• bruitage de film

Session de bruitage à Factory !

Nos étudiants de 3ème année ont récemment assisté à une session de bruitage avec Jean Baptiste Cornier – bruiteur professionnel – pour la réalisation de leurs films de fin d’études. Ce dernier nous a également fourni des informations sur ce qu’est le bruitage et les objectifs de cette session. 

Bonjour Jean-Baptiste, pourriez-vous nous expliquer qu’est-ce-que le bruitage ? 

Jean-Baptiste : “Bonjour, alors le bruitage est une activité qui consiste à utiliser des objets pour recréer la bande son d’un film, d’une série, d’un dessin animé…”

En tant que professionnel de ce domaine, comment réalisez-vous cela ?

Jean-Baptiste : “J’ai pour habitude de travailler en regardant l’image et en créant les sons synchronisés sur l’image. Par exemple, une personne marche à l’image, je vais refaire ses pas en même temps que lui. Je vais faire aussi les bruits de vêtements, les objets, manipulations main, tout ce qui se passe à l’image.”

Mais les fonctions de ce métier n’ont-elles pas tendance à s’apparenter à celles de monteur son ? 

Jean-Baptiste : “Il ne faut pas confondre le métier de bruiteur avec le métier de monteur son qui lui, va chercher dans des banques et créer un univers sonore pour  la scène de l’image. Exemple : ambiance de ville, restaurant, bureau, nature, il va monter aussi les moteurs de voiture, les animaux…”

Travaillez-vous justement avec des ingénieurs du son ? 

Jean-Baptiste : “Oui, je travaille avec un réalisateur sonore qui va enregistrer mes sons et piloter l’image.

Une vignette de l’image incrustée sur l’image joue 1 seconde en avance pour me permettre d’anticiper ce qu’il se passe dans la scène. Il y a aussi une bande rythmo pour avoir des repères et pour que ce soit plus simple pour savoir où on reprend avec l’ingénieur du son. Cette vignette et la bande, sont elles aussi synchrones à l’image.

Le réalisateur sonore sur le tournage va se concentrer sur la captation des dialogues des personnages et donc ce qui est à côté ne va pas être très bien pris par le micro. Je vais donc tout refaire.

Sur une fiction on va créer une VI (version international) du projet. On va pouvoir du coup avoir la bande son sans les dialogues originaux. On va donc pouvoir faire du doublage. Le bruitage va compléter sur la VO les sons du direct (issus du tournage). Sur de l’animation je vais créer ce qu’on voit à l’image, puisqu’il n’y a pas de sons.”

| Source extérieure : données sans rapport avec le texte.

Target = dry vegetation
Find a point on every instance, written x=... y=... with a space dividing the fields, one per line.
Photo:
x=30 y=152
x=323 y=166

Pour revenir à cette session que vous avez réalisé avec nos étudiants, quels en étaient les objectifs ? 

Jean-Baptiste : “Pour les films de 3e année, je suis venu compléter le son des directs, quand celui-ci n’était pas très bon, qu’il y avait besoin de faire des retake ou par exemple que la scène du film est dans  un vaisseau et que le réalisateur voudrait des pas métalliques… Ça leur fait aussi gagner du temps sur la fabrication de la bande son.

Pour le rendu, les étudiants repartent directement avec la session Pro Tools des bruitages.”

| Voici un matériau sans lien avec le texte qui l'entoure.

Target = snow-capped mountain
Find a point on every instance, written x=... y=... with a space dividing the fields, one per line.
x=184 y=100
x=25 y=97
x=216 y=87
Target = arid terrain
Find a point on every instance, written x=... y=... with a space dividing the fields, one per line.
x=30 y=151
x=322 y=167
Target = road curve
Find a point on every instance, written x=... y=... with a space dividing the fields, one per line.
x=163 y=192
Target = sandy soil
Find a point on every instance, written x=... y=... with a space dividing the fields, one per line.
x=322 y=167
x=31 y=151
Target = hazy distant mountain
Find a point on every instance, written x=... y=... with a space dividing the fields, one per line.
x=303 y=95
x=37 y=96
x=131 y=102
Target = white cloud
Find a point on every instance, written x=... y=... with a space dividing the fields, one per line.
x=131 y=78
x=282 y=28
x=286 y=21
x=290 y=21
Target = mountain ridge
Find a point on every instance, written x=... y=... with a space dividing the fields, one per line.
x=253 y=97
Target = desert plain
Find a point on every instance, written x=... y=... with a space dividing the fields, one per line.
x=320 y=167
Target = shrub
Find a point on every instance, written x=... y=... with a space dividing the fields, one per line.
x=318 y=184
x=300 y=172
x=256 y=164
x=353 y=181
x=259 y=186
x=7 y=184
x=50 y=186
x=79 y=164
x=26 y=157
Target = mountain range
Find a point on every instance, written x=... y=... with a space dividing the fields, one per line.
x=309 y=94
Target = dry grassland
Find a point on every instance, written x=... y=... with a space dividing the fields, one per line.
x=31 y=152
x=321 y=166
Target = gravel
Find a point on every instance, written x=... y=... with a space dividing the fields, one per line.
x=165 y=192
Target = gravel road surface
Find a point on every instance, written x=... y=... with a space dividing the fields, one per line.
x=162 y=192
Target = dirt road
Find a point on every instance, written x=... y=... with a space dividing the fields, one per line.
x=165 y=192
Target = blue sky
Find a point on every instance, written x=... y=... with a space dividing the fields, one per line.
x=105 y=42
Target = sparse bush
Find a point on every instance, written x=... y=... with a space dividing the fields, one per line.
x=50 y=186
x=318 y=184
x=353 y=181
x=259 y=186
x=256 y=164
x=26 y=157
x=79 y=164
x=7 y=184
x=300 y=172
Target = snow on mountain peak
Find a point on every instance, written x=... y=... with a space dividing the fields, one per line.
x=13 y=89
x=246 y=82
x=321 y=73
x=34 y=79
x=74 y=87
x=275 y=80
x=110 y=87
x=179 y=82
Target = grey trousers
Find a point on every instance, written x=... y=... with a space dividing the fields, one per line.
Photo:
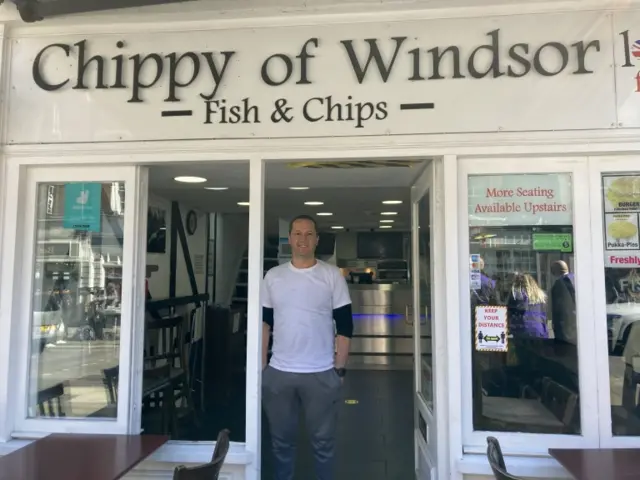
x=318 y=394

Avez-vous rencontré des difficultés lors de ce cours ? 

Jean-Baptiste : “Je dirai le manque de temps pour pouvoir en faire plus. En général, en fiction je bruite 13 à 20 minutes de film dans 1 journée. En animation, entre 6 et 12 minutes.

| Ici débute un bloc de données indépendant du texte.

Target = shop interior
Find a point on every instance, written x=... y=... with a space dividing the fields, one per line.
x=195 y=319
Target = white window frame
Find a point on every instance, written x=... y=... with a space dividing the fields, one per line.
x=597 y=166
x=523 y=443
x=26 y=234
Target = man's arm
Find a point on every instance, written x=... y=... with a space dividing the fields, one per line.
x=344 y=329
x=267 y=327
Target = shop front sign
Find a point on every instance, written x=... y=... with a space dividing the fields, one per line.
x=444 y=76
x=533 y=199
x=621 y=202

Là, j’ai eu 40 minutes de film à bruiter dans la journée. Je suis venu compléter ce qui manquait, en essayant de les aider un maximum. 

La quantité de bruitage enregistrée varie aussi en fonction de l’étudiant qui enregistre, des perturbations de bruits dans le couloir à côté.”

Merci beaucoup d’avoir bien voulu répondre à nos questions sur le bruitage et ses différents aspects. Merci également d’être venu à Factory.

À bientôt Jean-Baptiste !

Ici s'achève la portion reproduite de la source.